I see three. One: Innovation is, I fear, not going to move fast enough, because of regulatory hurdles and complexities. So I think there's lots of reasons to fear that the opportunity it'll come too slowly… and that it's going to continue to tax the infrastructure of cities.

The second: As the system gets stressed, we'll see the dynamic you talked about in Silicon Valley. That potential technology and innovation have to pull apart a city's economy in two poles of the city's economy is scary to me, honestly. I think something we, the collective we—I have a nine year old son who is very happy to tell me how my generation screwed it up for his generation and his generation's going to have to fix it—I think this is another example where if we collectively don't fix it… I worry about the city, any city, 20 or 30 years from now. I've really grappled with both sides of it.

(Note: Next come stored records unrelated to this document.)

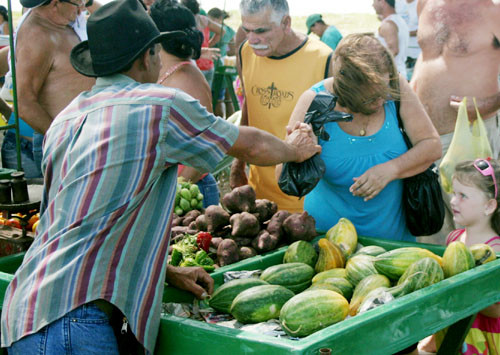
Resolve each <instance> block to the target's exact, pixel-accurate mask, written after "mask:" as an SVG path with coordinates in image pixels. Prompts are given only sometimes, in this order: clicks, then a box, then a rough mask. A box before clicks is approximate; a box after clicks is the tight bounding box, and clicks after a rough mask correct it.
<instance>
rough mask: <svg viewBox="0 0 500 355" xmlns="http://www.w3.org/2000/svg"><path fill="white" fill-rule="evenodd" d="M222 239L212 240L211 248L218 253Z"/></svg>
mask: <svg viewBox="0 0 500 355" xmlns="http://www.w3.org/2000/svg"><path fill="white" fill-rule="evenodd" d="M222 240H223V239H222V238H212V240H211V241H210V248H214V249H215V251H216V252H217V248H219V244H220V242H222Z"/></svg>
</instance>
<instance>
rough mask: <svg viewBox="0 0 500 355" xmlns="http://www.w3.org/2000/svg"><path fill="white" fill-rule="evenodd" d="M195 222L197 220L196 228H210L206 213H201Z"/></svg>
mask: <svg viewBox="0 0 500 355" xmlns="http://www.w3.org/2000/svg"><path fill="white" fill-rule="evenodd" d="M195 222H196V229H198V230H199V231H203V232H206V231H207V230H208V223H207V217H206V216H205V215H204V214H202V215H199V216H198V217H197V218H196V220H195Z"/></svg>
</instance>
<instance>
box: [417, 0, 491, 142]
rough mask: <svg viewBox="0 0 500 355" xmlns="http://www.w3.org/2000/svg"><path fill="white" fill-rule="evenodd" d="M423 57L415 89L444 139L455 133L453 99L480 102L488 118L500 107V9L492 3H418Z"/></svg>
mask: <svg viewBox="0 0 500 355" xmlns="http://www.w3.org/2000/svg"><path fill="white" fill-rule="evenodd" d="M418 12H419V30H418V43H419V45H420V47H421V48H422V54H421V57H420V58H419V60H418V62H417V66H416V67H415V72H414V74H413V77H412V81H411V84H412V87H413V88H414V90H415V91H416V93H417V95H418V97H419V98H420V100H421V101H422V103H423V104H424V106H425V109H426V110H427V113H428V114H429V116H430V117H431V119H432V122H433V123H434V125H435V126H436V128H437V130H438V132H439V134H440V135H443V134H446V133H450V132H453V130H454V128H455V121H456V115H457V111H456V105H455V104H453V105H452V104H451V101H452V96H459V97H463V96H469V97H476V98H477V99H478V105H479V107H480V111H481V113H482V114H483V117H484V118H487V117H491V116H492V115H494V113H495V112H496V111H497V110H498V109H499V108H500V104H499V103H498V94H499V86H498V75H499V72H500V71H499V68H500V46H499V42H498V40H499V39H500V21H499V20H498V19H499V18H500V4H494V3H493V2H492V1H491V0H419V4H418Z"/></svg>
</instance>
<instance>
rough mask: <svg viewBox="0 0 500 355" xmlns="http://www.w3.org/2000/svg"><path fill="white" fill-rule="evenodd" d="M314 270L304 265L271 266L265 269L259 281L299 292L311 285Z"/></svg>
mask: <svg viewBox="0 0 500 355" xmlns="http://www.w3.org/2000/svg"><path fill="white" fill-rule="evenodd" d="M313 275H314V269H313V268H312V267H311V266H309V265H307V264H304V263H287V264H278V265H273V266H270V267H268V268H267V269H265V270H264V271H263V272H262V274H261V275H260V279H261V280H263V281H265V282H267V283H269V284H271V285H281V286H284V287H286V288H288V289H289V290H292V291H293V292H301V291H303V290H305V289H306V288H308V287H309V285H311V279H312V277H313Z"/></svg>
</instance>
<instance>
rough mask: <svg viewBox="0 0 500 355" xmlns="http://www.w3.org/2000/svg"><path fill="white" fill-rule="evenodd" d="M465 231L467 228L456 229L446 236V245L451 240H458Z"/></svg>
mask: <svg viewBox="0 0 500 355" xmlns="http://www.w3.org/2000/svg"><path fill="white" fill-rule="evenodd" d="M464 231H465V229H455V230H453V231H451V232H450V233H449V234H448V236H447V237H446V245H448V244H450V243H451V242H455V241H457V240H458V238H460V236H461V235H462V233H463V232H464Z"/></svg>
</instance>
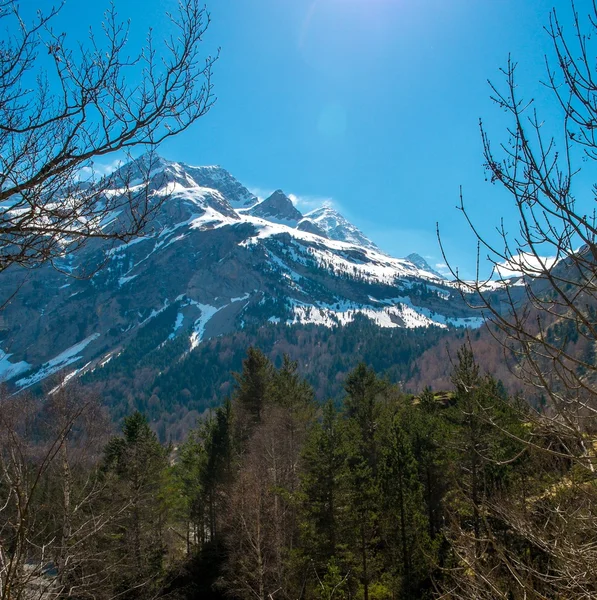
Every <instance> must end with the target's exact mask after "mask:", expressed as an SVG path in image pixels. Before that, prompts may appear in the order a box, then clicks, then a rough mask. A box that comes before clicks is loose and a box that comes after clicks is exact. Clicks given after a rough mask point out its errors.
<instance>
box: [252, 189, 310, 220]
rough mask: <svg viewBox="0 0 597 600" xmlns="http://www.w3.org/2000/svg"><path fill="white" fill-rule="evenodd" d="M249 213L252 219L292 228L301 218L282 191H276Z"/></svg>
mask: <svg viewBox="0 0 597 600" xmlns="http://www.w3.org/2000/svg"><path fill="white" fill-rule="evenodd" d="M249 213H250V214H251V215H252V216H254V217H261V218H263V219H267V220H268V221H274V222H276V223H283V224H285V225H292V226H296V225H297V224H298V222H299V221H300V220H301V219H302V218H303V215H302V214H301V213H300V212H299V211H298V210H297V209H296V207H295V206H294V204H293V203H292V200H291V199H290V198H289V197H288V196H287V195H286V194H285V193H284V192H283V191H282V190H276V191H275V192H274V193H273V194H272V195H271V196H269V197H268V198H266V199H265V200H264V201H263V202H261V203H260V204H258V205H257V206H255V207H254V208H252V209H251V210H250V211H249Z"/></svg>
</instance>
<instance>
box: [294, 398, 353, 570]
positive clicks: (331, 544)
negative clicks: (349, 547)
mask: <svg viewBox="0 0 597 600" xmlns="http://www.w3.org/2000/svg"><path fill="white" fill-rule="evenodd" d="M346 483H347V471H346V437H345V428H344V425H343V423H342V420H341V419H340V415H339V413H338V412H337V411H336V408H335V406H334V403H333V402H332V401H331V400H329V401H328V402H326V404H325V405H324V406H323V415H322V419H321V422H318V423H316V424H315V425H314V426H313V428H312V429H311V431H310V434H309V437H308V439H307V441H306V443H305V448H304V451H303V473H302V477H301V489H302V494H303V525H302V527H303V544H304V551H305V553H306V554H307V556H308V557H309V559H310V560H311V561H313V565H314V568H315V570H316V571H317V573H322V572H323V573H325V571H326V569H327V567H328V563H329V561H330V560H332V559H333V558H334V557H336V558H337V559H338V562H337V564H338V565H340V564H341V563H342V557H343V555H344V553H345V551H346V546H345V545H344V542H345V541H346V540H344V539H343V536H342V531H343V527H344V524H343V523H342V522H341V521H342V520H343V519H345V517H344V514H345V512H346V508H347V497H346V492H347V490H346Z"/></svg>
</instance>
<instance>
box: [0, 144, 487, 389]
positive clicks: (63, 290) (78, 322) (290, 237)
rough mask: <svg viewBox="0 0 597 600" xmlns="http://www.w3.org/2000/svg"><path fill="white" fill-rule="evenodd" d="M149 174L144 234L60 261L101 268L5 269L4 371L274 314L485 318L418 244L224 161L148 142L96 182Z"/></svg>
mask: <svg viewBox="0 0 597 600" xmlns="http://www.w3.org/2000/svg"><path fill="white" fill-rule="evenodd" d="M148 179H149V193H150V198H149V199H150V202H158V201H162V203H161V204H160V206H159V209H158V210H157V211H156V215H155V219H154V222H153V223H152V225H151V227H150V228H149V229H148V231H147V233H146V235H145V236H141V237H139V238H136V239H134V240H132V241H130V242H128V243H123V244H121V245H117V246H112V245H110V244H108V243H106V242H104V241H102V240H95V241H93V242H91V243H89V244H88V245H86V246H84V247H83V248H81V249H80V250H79V251H78V252H77V253H74V254H71V255H69V256H67V257H65V258H64V260H63V261H61V264H60V265H59V266H60V268H61V270H62V271H65V272H70V273H72V274H78V273H81V272H93V270H91V271H90V270H89V268H88V267H89V266H90V265H91V266H92V267H93V265H98V266H99V265H102V266H103V268H101V269H100V270H99V271H98V272H97V273H96V274H95V275H94V276H93V277H92V278H90V279H82V280H80V279H76V278H72V277H68V276H67V275H65V273H63V272H59V271H57V270H55V269H53V268H51V267H50V266H49V265H46V266H44V267H42V268H40V269H37V270H33V271H31V272H29V273H28V277H27V278H23V275H22V271H20V270H19V269H7V270H6V271H4V272H3V273H2V274H0V287H1V289H3V290H18V292H17V294H16V295H15V297H14V298H13V299H12V300H11V302H10V304H9V305H8V306H6V308H5V309H4V311H3V315H2V316H3V323H2V327H1V329H0V380H1V379H5V380H10V381H11V382H13V383H14V384H15V385H16V386H17V387H20V388H24V387H27V386H29V385H33V384H35V383H37V382H39V381H41V380H43V379H44V378H46V377H48V376H50V375H52V374H53V373H55V372H57V371H59V370H61V369H67V370H68V371H70V372H78V371H81V370H82V371H85V370H91V369H96V368H99V367H100V366H101V365H102V364H105V363H106V362H107V361H110V360H111V358H112V357H114V356H117V355H119V354H120V353H122V352H125V351H126V349H127V348H128V347H131V345H132V346H134V347H135V348H139V347H142V348H143V352H144V353H151V352H152V351H153V350H154V349H156V348H158V347H159V348H161V347H162V346H163V345H164V344H170V343H172V344H175V347H176V348H177V349H178V351H179V353H180V355H184V354H185V353H188V352H191V351H192V350H193V349H194V348H195V347H196V346H198V345H199V344H201V343H202V342H203V341H204V340H207V339H209V338H213V337H216V336H219V335H222V334H226V333H233V332H237V331H240V330H243V329H244V328H249V327H250V328H251V329H252V330H255V328H261V327H267V326H268V324H271V323H278V324H280V323H284V324H285V325H287V326H288V327H289V328H292V327H302V326H305V325H319V326H324V327H338V326H341V325H344V324H347V323H351V322H353V321H355V320H356V319H362V318H365V319H369V320H370V321H371V322H372V323H375V324H377V325H378V326H379V327H385V328H416V327H429V326H438V327H443V328H446V327H450V326H463V325H479V324H480V322H481V320H480V319H479V317H478V316H477V314H476V313H474V312H473V311H472V310H471V309H469V308H468V306H467V305H466V303H465V302H464V301H463V300H462V298H461V294H460V291H459V290H458V289H457V288H456V286H455V284H453V283H452V282H449V281H447V280H445V279H444V278H443V277H442V276H441V275H440V274H439V273H437V272H435V271H433V269H431V268H430V267H429V265H428V264H427V263H426V262H425V261H424V260H423V259H422V258H421V257H420V256H418V255H410V256H409V257H408V258H406V259H400V258H393V257H391V256H388V255H387V254H384V253H382V252H380V251H379V249H378V248H377V246H376V245H375V244H374V243H373V242H372V241H371V240H369V239H368V238H367V237H366V236H365V235H364V234H363V233H362V232H361V231H359V229H357V228H356V227H355V226H354V225H352V224H351V223H350V222H349V221H347V220H346V219H345V218H344V217H343V216H342V215H340V214H339V213H338V212H337V211H335V210H334V209H332V208H330V207H328V206H324V207H321V208H318V209H316V210H314V211H311V212H309V213H308V214H306V215H304V216H303V215H302V214H301V212H300V211H299V210H298V209H297V208H296V207H295V206H294V204H293V203H292V201H291V200H290V199H289V197H288V196H287V195H286V194H285V193H284V192H282V191H281V190H277V191H276V192H274V193H273V194H272V195H271V196H270V197H269V198H267V199H265V200H263V201H262V202H260V201H259V199H258V198H257V197H256V196H255V195H254V194H252V193H251V192H250V191H249V190H248V189H247V188H246V187H245V186H244V185H243V184H242V183H240V182H239V181H238V180H237V179H235V178H234V177H233V176H232V175H231V174H230V173H229V172H228V171H226V170H225V169H223V168H221V167H217V166H208V167H202V166H199V167H194V166H189V165H186V164H184V163H180V162H174V161H170V160H167V159H164V158H162V157H155V156H148V155H145V156H143V157H141V158H139V159H137V160H135V161H132V162H131V163H128V164H126V165H123V166H122V167H120V169H119V170H118V171H116V172H115V173H114V174H113V175H112V178H111V180H110V181H111V182H112V189H108V190H100V191H98V193H105V194H106V195H110V196H111V197H114V196H115V195H118V194H124V193H128V190H129V189H130V186H132V187H133V189H135V186H142V185H143V184H144V182H146V181H147V180H148ZM127 186H128V187H127ZM118 218H121V217H120V216H119V214H118V213H116V214H114V215H112V219H106V225H105V226H106V227H110V226H111V225H110V222H111V220H112V221H113V220H115V219H118ZM141 334H143V339H144V340H145V341H144V342H143V344H145V345H142V346H139V344H141V342H139V340H138V336H140V335H141ZM147 340H149V341H147ZM180 355H179V356H180Z"/></svg>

Third—and this isn't just because I'm a little bit of a luddite—I used to have a lot more conversations on the subway than I do now, or with cab drivers. It's phones, I blame the phones. It's stripping the city of something very fundamental about what cities are. Cities aren't collections of people or infrastructure. Cities are public spaces, fundamentally. Differentiate these from suburbs or rural areas one hundred percent. There are streets that people walk on and see people who are not like them. If everybody's looking down at their phone, they're not going to see the people around them. I think there's a lot of compelling, interesting smart city technology out there. I think some of it will just draw is farther into our phones or devices and away from the public commons. Since Socrates' time, the public commons has been recognized as the cornerstone of a democracy. I don't think you can entirely ditch that. What are you excited to do in the immediate future?
Here are the yard, we're at the cusp of a huge transition. We've been growing steadily for the last 20 years or so, adding a couple hundred jobs every year or so, and that's wonderful and paved the way to our success. But in the next three years we're gonna add more than 10,000 jobs more to the yard. What I'm excited about is returning the Navy Yard and what it stands for to a place with purpose. Returning us to a real employment center to rival others in the city.

Ten thousand jobs would be huge.
That's 10,000 more jobs, adding to the seven thousand here now. There's a lot of changes that've been talked about, but in the next few years it'll become very real. Physical buildings that are completed and open and more workers getting on our buses every day. That's going to make us pop in a way and kind of make it all very tangible what the vision of the place really is.